Transverse oscillations of two coronal loops

TL;DR

This study investigates the collective transverse oscillations of two coronal loops modeled as dense plasma cylinders, analyzing their normal modes, excitation, and resulting dynamic behaviors such as beating and phase lag.

Contribution

It extends the understanding of coronal loop oscillations by analyzing the normal modes and excitation mechanisms in a two-loop system, generalizing single-loop kink modes.

Findings

Four trapped normal modes identified with in-phase and antiphase motions.

Normal mode frequencies match numerical simulations accurately.

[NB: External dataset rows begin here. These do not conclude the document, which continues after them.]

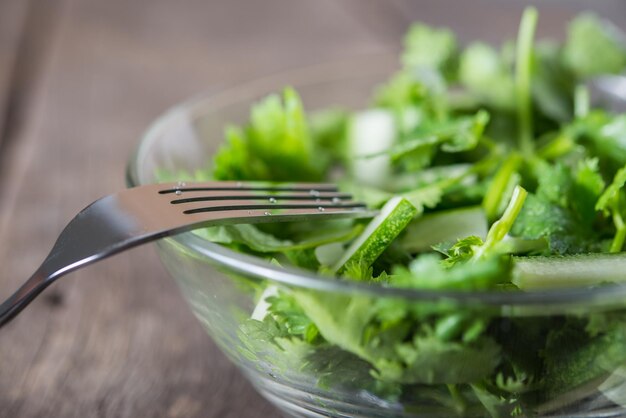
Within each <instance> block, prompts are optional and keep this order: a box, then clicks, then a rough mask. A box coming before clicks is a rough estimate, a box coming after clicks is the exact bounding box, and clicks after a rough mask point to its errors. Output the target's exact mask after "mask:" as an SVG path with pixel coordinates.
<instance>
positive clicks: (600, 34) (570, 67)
mask: <svg viewBox="0 0 626 418" xmlns="http://www.w3.org/2000/svg"><path fill="white" fill-rule="evenodd" d="M563 60H564V62H565V65H567V66H568V67H569V68H570V69H571V70H572V71H573V72H574V73H575V74H576V75H577V76H578V77H580V78H586V77H591V76H595V75H600V74H607V73H615V74H617V73H619V72H621V71H623V70H624V69H625V68H626V44H625V43H624V40H623V35H621V34H620V33H619V29H617V28H616V27H615V26H613V25H612V24H611V23H609V22H607V21H606V20H601V19H599V18H598V17H597V16H595V15H593V14H591V13H584V14H581V15H579V16H578V17H576V18H575V19H574V20H573V21H572V22H571V24H570V26H569V28H568V34H567V40H566V42H565V46H564V48H563Z"/></svg>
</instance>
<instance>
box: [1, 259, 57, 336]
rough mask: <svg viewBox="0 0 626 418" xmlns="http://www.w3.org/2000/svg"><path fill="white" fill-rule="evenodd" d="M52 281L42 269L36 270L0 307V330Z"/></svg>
mask: <svg viewBox="0 0 626 418" xmlns="http://www.w3.org/2000/svg"><path fill="white" fill-rule="evenodd" d="M52 282H53V280H49V276H48V275H47V274H46V273H44V272H43V270H42V269H39V270H37V271H36V272H35V273H34V274H33V275H32V276H30V278H29V279H28V280H27V281H26V283H24V284H23V285H22V286H21V287H20V288H19V289H18V290H17V291H16V292H15V293H13V294H12V295H11V296H10V297H9V298H8V299H7V300H5V301H4V302H3V303H2V305H0V328H1V327H2V326H3V325H4V324H6V323H7V322H9V321H10V320H11V319H13V317H15V316H16V315H17V314H19V313H20V312H21V311H22V310H23V309H24V308H25V307H26V306H28V304H29V303H30V302H32V301H33V299H35V298H36V297H37V295H39V294H40V293H41V292H42V291H43V290H44V289H45V288H46V287H48V286H49V285H50V284H51V283H52Z"/></svg>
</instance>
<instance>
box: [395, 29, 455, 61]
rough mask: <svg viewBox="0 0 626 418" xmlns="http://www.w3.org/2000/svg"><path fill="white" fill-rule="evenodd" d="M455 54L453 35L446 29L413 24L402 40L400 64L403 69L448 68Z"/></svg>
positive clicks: (454, 57)
mask: <svg viewBox="0 0 626 418" xmlns="http://www.w3.org/2000/svg"><path fill="white" fill-rule="evenodd" d="M456 52H457V43H456V38H455V36H454V33H452V32H451V31H449V30H447V29H440V28H431V27H429V26H427V25H424V24H421V23H415V24H413V25H412V26H411V27H410V28H409V30H408V31H407V34H406V36H405V38H404V54H403V55H402V62H403V64H404V66H405V68H410V69H416V68H432V69H437V70H442V69H446V68H447V67H449V66H450V65H451V64H452V62H453V60H454V58H455V56H456Z"/></svg>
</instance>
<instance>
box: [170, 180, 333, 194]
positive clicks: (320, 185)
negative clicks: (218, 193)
mask: <svg viewBox="0 0 626 418" xmlns="http://www.w3.org/2000/svg"><path fill="white" fill-rule="evenodd" d="M228 190H232V191H266V192H281V191H293V192H298V191H305V192H336V191H337V190H338V189H337V186H336V185H335V184H332V183H272V182H260V181H255V182H241V181H219V182H202V183H189V184H186V183H184V182H180V183H172V184H164V185H163V188H162V189H161V190H159V193H160V194H168V193H178V192H183V191H186V192H190V191H205V192H206V191H228Z"/></svg>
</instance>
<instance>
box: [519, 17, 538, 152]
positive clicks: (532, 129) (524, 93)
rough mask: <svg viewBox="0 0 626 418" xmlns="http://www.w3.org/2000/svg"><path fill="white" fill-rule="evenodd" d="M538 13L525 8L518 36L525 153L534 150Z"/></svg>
mask: <svg viewBox="0 0 626 418" xmlns="http://www.w3.org/2000/svg"><path fill="white" fill-rule="evenodd" d="M537 18H538V13H537V9H535V8H534V7H528V8H527V9H526V10H524V15H523V16H522V21H521V23H520V28H519V34H518V37H517V59H516V68H515V95H516V99H517V100H516V101H517V123H518V130H519V147H520V149H521V151H522V153H523V154H525V155H530V154H532V152H533V148H534V144H533V119H532V92H531V88H532V86H531V83H532V79H531V76H532V65H533V40H534V36H535V28H536V26H537Z"/></svg>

Multiple eigenmodes can be excited, leading to beating and phase lag phenomena.

Abstract

We study transverse fast magnetohydrodynamic waves in a system of two coronal loops modeled as smoothed, dense plasma cylinders in a uniform magnetic field. The collective oscillatory properties of the system due to the interaction between the individual loops are investigated from two points of view. Firstly, the frequency and spatial structure of the normal modes are studied. The system supports four trapped normal modes in which the loops move rigidly in the transverse direction. The direction of the motions is either parallel or perpendicular to the plane containing the axes of the loops. Two of these modes correspond to oscillations of the loops in phase, while in the other two they move in antiphase. Thus, these solutions are the generalization of the kink mode of a single cylinder to the double cylinder case. Secondly, we analyze the time-dependent problem of the excitation of the pair of tubes. We find that depending on the shape and location of the initial disturbance, different normal modes can be excited. The frequencies of normal modes are accurately recovered from the numerical simulations. In some cases, because of the simultaneous excitation of several eigenmodes, the system shows beating and the phase lag between the loops is $\pi/2$.